Vinegar Girl (Hogarth Shakespeare)(34)



“What?” Kate said. “I’m not your responsibility! I’m my own responsibility.”

Aunt Thelma tut-tutted. Pyotr just smiled around the room at the others, as if inviting them to share his amusement.

“Good girl,” Uncle Barclay said unexpectedly.

“Well, once you have children that will be a moot point anyhow,” Aunt Thelma said. “May I ask what wine we’re drinking, Louis?”

“Eh?” Dr. Battista was giving her a distressed look.

“This wine is delicious.”

“Oh,” he said.

He didn’t seem all that thrilled to hear it, even though it might have been the first compliment Aunt Thelma had ever paid him.

“Tell me, Pyoder,” Aunt Thelma said, “will any of your family be coming to the wedding?”

“No,” Pyotr said, still beaming at her.

“Old classmates, then? Colleagues? Friends?”

“I do have friend from my institute, but he is in California,” Pyotr said.

“Oh! Are you close?” Aunt Thelma asked.

“He is in California.”

“I mean…is he someone you’d want at your wedding?”

“No, no, that would be ridiculous. Wedding is five minutes.”

“Oh, surely it will last longer than that.”

Uncle Theron said, “Take his word for it, Thelma; they’ve asked for the stripped-down version.”

“My kind of ceremony,” Uncle Barclay said approvingly. “Short and sweet.”

“Hush, Barclay,” Aunt Thelma told him. “You don’t mean that. This is a once-in-a-lifetime event! That’s why I can’t believe that you and I are not invited.”

There was an uncomfortable silence. Finally Aunt Thelma’s own social instincts got the better of her; she was the one who spoke up. “Tell us, Kate, what will you wear?” she asked. “I would love to take you shopping.”

“Oh, I think I’m set,” Kate said.

“I know you couldn’t have hoped to fit into the dress your poor mother wore to her wedding…”

Kate wished that, just once, Aunt Thelma would refer to her mother without using the word “poor.”

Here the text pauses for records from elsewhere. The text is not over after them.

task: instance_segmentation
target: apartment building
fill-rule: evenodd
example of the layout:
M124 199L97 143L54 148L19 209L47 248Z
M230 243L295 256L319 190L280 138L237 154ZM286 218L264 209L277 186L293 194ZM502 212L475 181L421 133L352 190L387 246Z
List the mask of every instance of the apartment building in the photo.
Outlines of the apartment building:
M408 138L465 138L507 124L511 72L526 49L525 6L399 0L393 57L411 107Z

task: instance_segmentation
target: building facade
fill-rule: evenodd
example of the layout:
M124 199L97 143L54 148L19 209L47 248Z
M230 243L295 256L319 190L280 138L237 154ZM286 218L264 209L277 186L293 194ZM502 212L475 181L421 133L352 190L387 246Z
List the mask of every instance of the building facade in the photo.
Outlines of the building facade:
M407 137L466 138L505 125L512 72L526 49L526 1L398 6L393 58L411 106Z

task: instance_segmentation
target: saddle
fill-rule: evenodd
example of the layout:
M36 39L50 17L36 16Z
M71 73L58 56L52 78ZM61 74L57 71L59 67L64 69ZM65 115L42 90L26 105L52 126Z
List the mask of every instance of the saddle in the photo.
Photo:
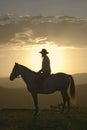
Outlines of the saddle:
M52 74L37 73L36 82L38 85L43 85L43 82L49 78Z

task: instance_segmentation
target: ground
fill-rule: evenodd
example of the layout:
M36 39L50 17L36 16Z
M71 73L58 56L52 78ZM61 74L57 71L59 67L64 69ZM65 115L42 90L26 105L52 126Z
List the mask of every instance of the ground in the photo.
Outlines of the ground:
M37 118L32 114L30 109L0 110L0 130L87 130L87 109L41 110Z

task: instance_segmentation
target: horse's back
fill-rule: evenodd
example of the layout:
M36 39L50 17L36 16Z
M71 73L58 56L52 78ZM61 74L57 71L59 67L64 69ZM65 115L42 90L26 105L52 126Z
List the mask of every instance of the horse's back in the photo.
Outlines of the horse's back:
M49 78L47 78L44 82L46 86L55 86L55 87L62 87L64 85L68 85L69 83L69 76L65 73L56 73L52 74Z

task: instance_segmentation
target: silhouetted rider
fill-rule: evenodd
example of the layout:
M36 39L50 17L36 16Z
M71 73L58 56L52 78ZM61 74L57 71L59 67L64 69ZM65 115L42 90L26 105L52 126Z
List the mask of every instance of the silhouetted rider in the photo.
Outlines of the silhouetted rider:
M38 73L42 73L43 79L45 79L51 74L50 59L47 56L48 52L46 49L42 49L42 51L39 53L42 54L43 60L42 60L42 68Z

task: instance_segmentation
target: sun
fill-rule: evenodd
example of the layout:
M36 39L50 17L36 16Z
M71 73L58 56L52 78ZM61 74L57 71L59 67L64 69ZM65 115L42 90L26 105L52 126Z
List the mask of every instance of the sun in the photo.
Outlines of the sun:
M34 71L39 71L42 65L42 57L39 53L43 48L45 48L49 54L52 73L57 73L63 71L64 58L61 49L56 45L44 44L37 45L32 48L32 54L29 60L29 66Z

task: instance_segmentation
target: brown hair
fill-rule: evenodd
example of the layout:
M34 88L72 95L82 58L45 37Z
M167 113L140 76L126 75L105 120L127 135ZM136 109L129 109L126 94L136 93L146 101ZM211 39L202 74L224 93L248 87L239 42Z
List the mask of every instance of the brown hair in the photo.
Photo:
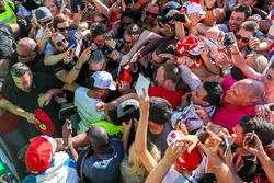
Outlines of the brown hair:
M164 69L164 80L169 79L176 84L181 78L180 67L171 62L164 62L161 67Z
M68 21L65 14L57 14L54 18L54 28L57 28L57 24Z

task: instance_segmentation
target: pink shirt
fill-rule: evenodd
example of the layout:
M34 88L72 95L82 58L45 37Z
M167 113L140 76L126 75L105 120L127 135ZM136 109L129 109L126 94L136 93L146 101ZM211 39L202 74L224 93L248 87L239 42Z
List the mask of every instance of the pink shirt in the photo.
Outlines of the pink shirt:
M232 128L238 124L239 119L246 115L255 115L255 104L250 104L244 107L235 107L225 104L213 117L215 124L218 124L228 129L231 134Z

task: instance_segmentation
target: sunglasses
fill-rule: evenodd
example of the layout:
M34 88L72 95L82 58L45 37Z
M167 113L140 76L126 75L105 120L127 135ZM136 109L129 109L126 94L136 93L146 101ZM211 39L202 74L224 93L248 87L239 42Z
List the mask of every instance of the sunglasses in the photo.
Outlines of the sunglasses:
M18 53L18 56L21 57L21 58L26 58L27 57L26 55L20 55L19 53Z
M48 21L46 21L46 22L39 22L39 24L41 24L42 26L47 26L47 24L50 24L50 23L53 23L53 20L48 20Z
M61 47L62 44L66 43L66 42L67 42L67 41L64 38L62 41L57 42L57 43L56 43L56 46Z
M241 39L243 43L249 43L249 38L242 37L240 34L236 34L235 38L238 39L238 41Z
M147 16L157 18L157 14L146 11Z
M122 25L122 26L128 26L128 25L130 25L130 24L132 24L132 22L130 22L130 23L121 22L121 25Z
M69 31L70 28L67 26L67 27L59 27L58 28L60 32L65 32L65 31Z

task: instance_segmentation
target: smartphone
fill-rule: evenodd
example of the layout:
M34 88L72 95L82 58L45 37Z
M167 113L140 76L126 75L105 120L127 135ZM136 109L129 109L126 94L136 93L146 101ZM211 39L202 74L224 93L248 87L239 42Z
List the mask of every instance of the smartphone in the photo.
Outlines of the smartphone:
M163 28L163 27L164 27L164 24L163 24L163 23L161 23L161 22L159 22L159 23L158 23L158 25L159 25L161 28Z
M122 5L122 0L116 0L117 5Z
M229 150L229 142L228 142L228 138L222 138L222 150L224 150L224 156L226 157Z
M225 33L224 36L222 36L222 39L221 39L221 44L224 46L230 46L230 45L233 45L236 42L235 42L235 38L233 38L233 33Z
M185 23L185 22L186 22L185 14L175 13L175 14L173 15L173 21L178 21L178 22Z
M49 22L49 23L46 25L46 27L49 28L49 30L54 28L54 22L53 22L53 21Z
M255 134L255 131L253 130L252 134L251 134L251 136L250 136L250 138L246 141L246 144L248 146L253 146L255 144L254 134Z
M176 123L175 126L184 118L186 118L186 115L190 113L191 108L193 107L193 102L191 102L191 104L186 107L184 107L184 110L182 111L182 113L180 114L180 116L176 118Z
M110 46L112 49L115 49L115 48L116 48L116 42L115 42L113 38L107 38L107 39L105 41L105 44L106 44L107 46Z
M59 117L59 119L64 119L67 116L70 116L70 115L75 114L76 112L77 112L77 106L76 105L71 105L71 106L61 108L59 111L59 116L58 117Z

Maybe her father felt the same way, because he interrupted to ask, “Isn’t it time to get supper on the table?”

“Yes, Father,” Kate said.

As she stood up, Uncle Theron was asking Pyotr whether he was allowed to practice religion in his country. “Why I would want to do that?” Pyotr said, looking honestly curious.

Kate felt glad to be leaving the room.

The men had done the cooking earlier that afternoon—sautéed chicken on a bed of grated jicama, drizzled with pink-peppercorn sauce since the other evening’s maple syrup had not been deemed a success. All Kate had to do was set the platter out on the table and toss the salad. As she walked back and forth between the kitchen and the dining room, she caught snatches of the talk in the living room. She heard Uncle Theron utter the phrase “premarital counseling,” and she stiffened, but then Pyotr said, “Is so confusing, the two types of ‘counsel.’ I am mixed up how to spell them,” and Aunt Thelma was delighted to jump in and give him an English lesson, so the moment passed. Kate wasn’t sure whether he’d changed the subject on purpose.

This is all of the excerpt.